Le nom de François Delgay est désormais inscrit sur le monument aux morts de Grépiac, au sud de Toulouse. — DR

Son nom aurait pu rester à jamais dans les limbes, parmi les milliers d'autres morts pour la France dont on a oublié le sacrifice durant de la Grande Guerre. Cent ans après avoir perdu la vie sur un champ de bataille du Nord-Pas-de-Calais, ce dimanche, François Delgay sera honoré par la commune qui l'a vu naître, Grépiac, au sud de Toulouse.
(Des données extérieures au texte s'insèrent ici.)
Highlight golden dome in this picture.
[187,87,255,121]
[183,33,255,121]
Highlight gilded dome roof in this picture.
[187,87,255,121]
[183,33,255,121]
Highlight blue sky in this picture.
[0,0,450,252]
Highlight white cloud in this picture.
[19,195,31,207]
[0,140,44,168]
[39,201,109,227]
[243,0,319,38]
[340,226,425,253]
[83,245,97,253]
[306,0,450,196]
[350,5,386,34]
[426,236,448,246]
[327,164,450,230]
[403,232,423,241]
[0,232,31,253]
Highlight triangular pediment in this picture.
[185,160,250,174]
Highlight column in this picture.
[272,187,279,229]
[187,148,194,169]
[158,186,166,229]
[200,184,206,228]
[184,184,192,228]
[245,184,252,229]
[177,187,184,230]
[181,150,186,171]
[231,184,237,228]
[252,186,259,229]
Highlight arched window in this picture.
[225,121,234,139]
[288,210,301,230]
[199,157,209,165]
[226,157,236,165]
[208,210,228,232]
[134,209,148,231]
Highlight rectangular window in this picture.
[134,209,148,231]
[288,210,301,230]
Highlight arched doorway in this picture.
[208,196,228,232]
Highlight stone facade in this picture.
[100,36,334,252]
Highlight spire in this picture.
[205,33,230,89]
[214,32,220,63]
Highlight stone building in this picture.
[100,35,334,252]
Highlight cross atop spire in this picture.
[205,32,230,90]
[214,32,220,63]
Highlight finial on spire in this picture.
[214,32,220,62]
Jusqu'à présent son nom ne figurait sur aucun monument aux morts. Depuis quelques jours cette erreur est réparée et Kader Arif, le secrétaire d’État aux Anciens combattants et à la mémoire sera dimanche à Grépiac pour en attester.

Fruit du hasard

Un oubli qui aurait pu le rester sans une pointe de hasard et pas mal d'acharnement. «L'année dernière, je préparais les festivités du centenaire et en allant sur le site Mémoire des hommes qui recense les noms des morts au combat j'ai tapé mon nom. Il est apparu celui de François Delgay, né à Grépiac et je me suis souvenu que mon grand-père nous disait souvent que dans la famille il y avait eu des morts pour la France», raconte Pierre-Michel Delgay.

 

Cet habitant de Bordeaux, par ailleurs consul du Bénin en Aquitaine et Midi-Pyrénées, se dit qu'à sa prochaine visite dans la Ville rose il ira faire un tour dans ce petit village du Lauragais pour se recueillir. Mais lorsqu'il arrive devant le monument aux morts, aucune trace de son ancêtre.
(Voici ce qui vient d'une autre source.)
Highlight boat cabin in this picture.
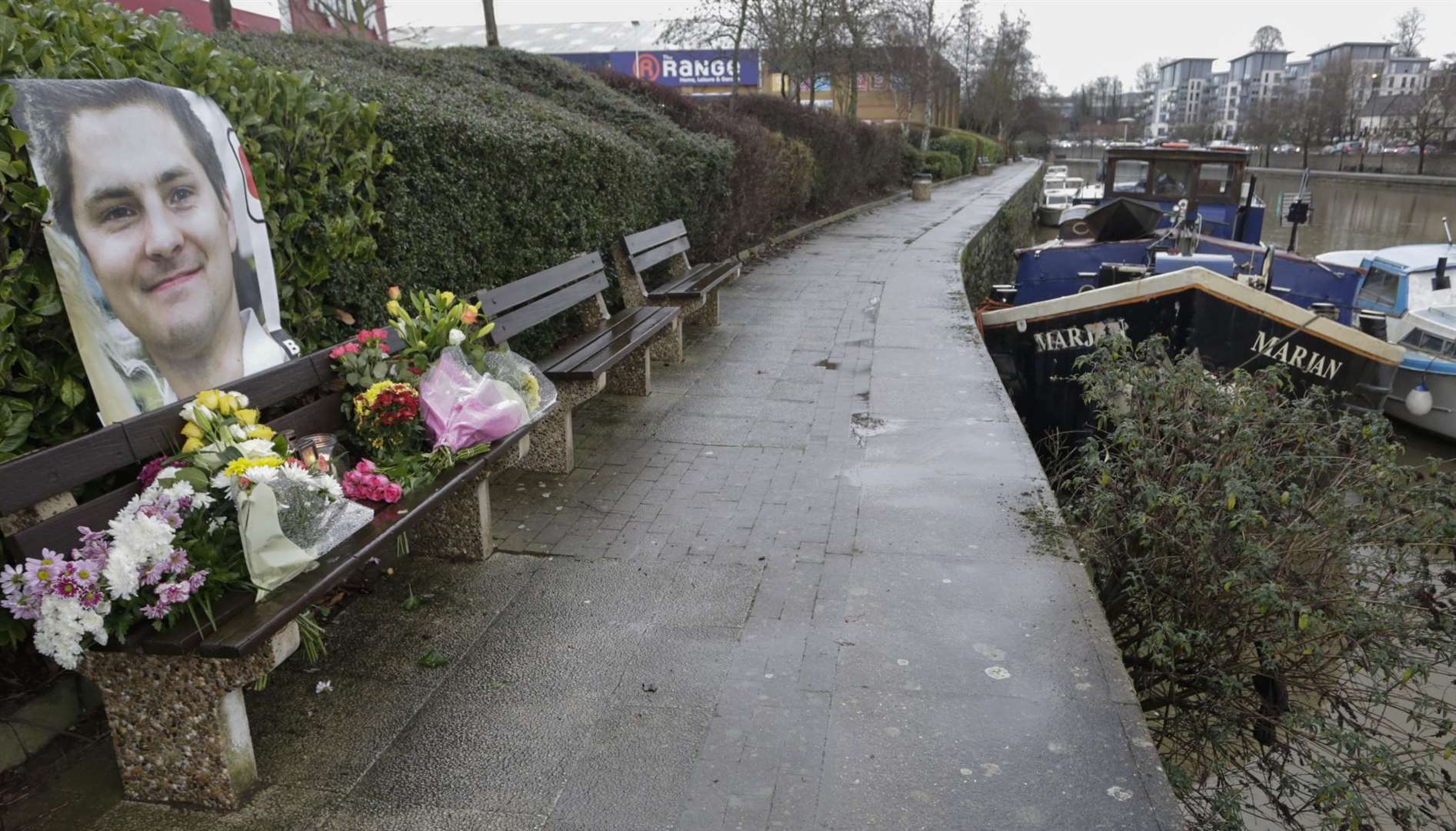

Il sollicite alors la mairie qui se met à faire des recherches. «Nous avons regardé comment nous pouvions réparer cet oubli. François Delgay avait quitté le village et habitait à Gisors où il était charpentier lorsqu'il est parti au front. Mais à Gisors non plus, il n'y avait aucune inscription. Au village, il y a encore des personnes qui se souviennent de la famille dont nous retrouvons les traces jusqu'au XVIIe siècle », explique Françoise Viala, conseillère municipale de Grépiac.

Devoir de mémoire

Après vérification, la commune de 1.000 âmes a décidé de rajouter le nom de cet homme mort à 41 ans aux dix autres qui figuraient déjà sur la stèle. Et elle a profité du centenaire pour en parler. «Cela fera l'objet d'un travail pédagogique l'an prochain autour de la mémoire de tous nos poilus», relève l'élue.

«C'est un devoir de mémoire pour nous et nos enfants. Combien sont morts et n'ont pas été identifiés comme François Delgay, combien dont on n’a pas retrouvé le corps», s'interroge Pierre-Michel Delgay. Certainement beaucoup encore.